Additionally, many of the units are empty at any given time. My floor in Gallery lofts as an example, has seven units. It is not uncommon for only two to be occupied. For many people who have purchased a downtown condo, it serves as a pied a terre. It’s a fun place to drop in on a weekend for a football game, but otherwise it sits empty. This is increasingly common downtown and reduces density, therefore reducing people in shops, restaurants, bars — and urgent care centers.

Covenant Convenient Care, 418 South Gay, Suite 103, Knoxville, September 2022

The second reality is that it is critical that everyone who rents or owns downtown support all the services offered. I know we continued to use services like our dentist in west Knox County and so on, well past when we moved. It’s hard to change patterns. But it is a simple reality that if services or businesses aren’t supported, they will leave. I need to re-examine my own habits to see if there are more ways I can spend my dollars downtown.

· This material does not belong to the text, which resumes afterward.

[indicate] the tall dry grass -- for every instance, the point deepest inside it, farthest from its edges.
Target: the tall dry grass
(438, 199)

So what happens next? I don’t know. I would love to think a company, local or national, or maybe a local physician might see an opportunity to provide the service we’ve lost. The hurdle is convincing any such company that it would work for them whereas it didn’t for Covenant. I’m hopeful, but in the meantime, the one thing that we know that will produce more services is more bodies. We need more people downtown as quickly as we can get them.